Асадолла-мирза, смеясь, предложил:

– А если попросить мать Практикана Гиясабади, чтобы она в полночь явилась к дядюшке Мансур ос-Салтане? Может, он со страху-то…

Дустали-хан опять завопил, но Азиз ос-Салтане не дала ему разойтись:

– Ну и болваны мы все! Ведь можно сослаться на траур в семье жениха.

Это была прекрасная мысль, что и подтвердили все присутствующие.

В тот вечер мы допоздна дожидались возвращения дяди Полковника и его жены. Когда они наконец появились, вид у дяди был мрачный, жена следовала за ним со слезами на глазах: поезд пришел, но Пури в нем не оказалось.

Дядюшка Наполеон, пытаясь утешить брата, говорил, что они, конечно, не смогли выехать по непредвиденным обстоятельствам, но сам думал совсем по-другому.
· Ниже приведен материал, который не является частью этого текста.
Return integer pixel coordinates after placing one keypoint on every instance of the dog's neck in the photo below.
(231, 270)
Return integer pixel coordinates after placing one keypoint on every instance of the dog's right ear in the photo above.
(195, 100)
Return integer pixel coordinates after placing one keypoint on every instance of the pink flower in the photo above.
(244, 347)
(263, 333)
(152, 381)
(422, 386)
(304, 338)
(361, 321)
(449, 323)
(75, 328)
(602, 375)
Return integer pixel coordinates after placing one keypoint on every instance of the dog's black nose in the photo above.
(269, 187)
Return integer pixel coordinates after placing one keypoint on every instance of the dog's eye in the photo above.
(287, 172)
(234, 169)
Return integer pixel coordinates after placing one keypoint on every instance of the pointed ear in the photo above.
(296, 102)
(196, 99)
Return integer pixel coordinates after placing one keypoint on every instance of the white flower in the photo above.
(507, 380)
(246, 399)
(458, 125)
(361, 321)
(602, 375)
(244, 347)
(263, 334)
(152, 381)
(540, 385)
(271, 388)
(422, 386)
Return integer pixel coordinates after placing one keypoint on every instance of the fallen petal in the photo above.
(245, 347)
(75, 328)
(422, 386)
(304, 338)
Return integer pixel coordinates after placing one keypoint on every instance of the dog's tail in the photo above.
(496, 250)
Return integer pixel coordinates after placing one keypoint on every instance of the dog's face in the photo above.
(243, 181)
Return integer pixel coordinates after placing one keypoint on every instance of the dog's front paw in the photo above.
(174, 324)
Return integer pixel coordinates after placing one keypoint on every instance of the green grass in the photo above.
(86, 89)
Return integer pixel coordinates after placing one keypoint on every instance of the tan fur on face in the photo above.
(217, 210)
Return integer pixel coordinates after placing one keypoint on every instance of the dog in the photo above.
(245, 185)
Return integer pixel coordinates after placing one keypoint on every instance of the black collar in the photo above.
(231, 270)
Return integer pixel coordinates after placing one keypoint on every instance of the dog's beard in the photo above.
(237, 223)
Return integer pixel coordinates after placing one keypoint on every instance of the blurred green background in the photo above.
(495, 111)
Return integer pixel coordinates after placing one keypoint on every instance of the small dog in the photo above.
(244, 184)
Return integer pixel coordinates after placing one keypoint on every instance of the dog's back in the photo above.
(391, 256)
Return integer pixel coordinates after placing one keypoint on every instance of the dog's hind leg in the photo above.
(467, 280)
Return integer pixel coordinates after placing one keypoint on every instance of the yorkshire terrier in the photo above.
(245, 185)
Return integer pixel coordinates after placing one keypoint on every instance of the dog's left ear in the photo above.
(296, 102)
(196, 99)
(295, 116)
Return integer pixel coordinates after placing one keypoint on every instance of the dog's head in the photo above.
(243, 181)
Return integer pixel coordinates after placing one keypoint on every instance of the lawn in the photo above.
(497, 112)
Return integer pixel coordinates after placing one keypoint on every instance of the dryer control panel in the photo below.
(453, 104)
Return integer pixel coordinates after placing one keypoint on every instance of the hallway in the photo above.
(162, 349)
Утром, когда я увидал Маш-Касема, тот сказал:

– Ага всю ночь до рассвета не ложился, все по комнате ходил… Да и есть от чего расстроиться: наверняка англичаны что-нибудь сотворили с бедным барчуком… Англичаны, ежели на кого поглядят косо, так уж потом до седьмого колена не отвяжутся. Ослепи господь их косые глаза!

– Маш-Касем, а что англичанам делать с таким балбесом и губошлепом?

– Ох, милок, много еще времени пройдет, пока ты насчет англичанов разберешься… Я вот и до сих пор кой-чего не уразумел… Слышь-ка, я тебе расскажу, какая беда приключилась в Гиясабаде с моими сродственниками и земляками… Был у нас один земляк, англичанов честил на все корки, так что ты думаешь: они из лавки его свояка ученика забрали, привязали к лошадиному хвосту, да и уволокли по пустыне неведомо куда… Разве за англичанами усмотришь? Ну, бог не оставит агу – и меня вместе с ним. Да и над вами смилуется, как вы есть родичи аги, его племя, значит.

Дядя Полковник, который с раннего утра отправился на телеграф, возвратился счастливый, с известием, что Пури и Ханбаба-хан, несмотря на то, что взяли билеты, не могли выехать: в поезде не оказалось мест. При первой же возможности они прибудут в Тегеран.

ГЛАВА ВОСЕМНАДЦАТАЯ

Вечер бракосочетания Гамар, к сожалению, почти не сохранился в моей памяти, так как все мое внимание было поглощено одним неприятным эпизодом. Я помню только, что со стороны невесты присутствовало около двадцати человек, а со стороны жениха, кроме его матери и сестры, пожаловал лишь знаменитый сыщик, инспектор Теймур-хан. Ярче других в воображении моем запечатлелся образ Практикана Гиясабади: в новом, чуть широковатом костюме, который заказала ему Азиз ос-Салтане, и в галстуке бабочкой, собственноручно повязанном Асадолла-мирзой, он выглядел опрятным, чистым и вместе с тем – смешным. Помимо наших близких родственников пришел мясник Ширали с женой, которые прислуживали гостям.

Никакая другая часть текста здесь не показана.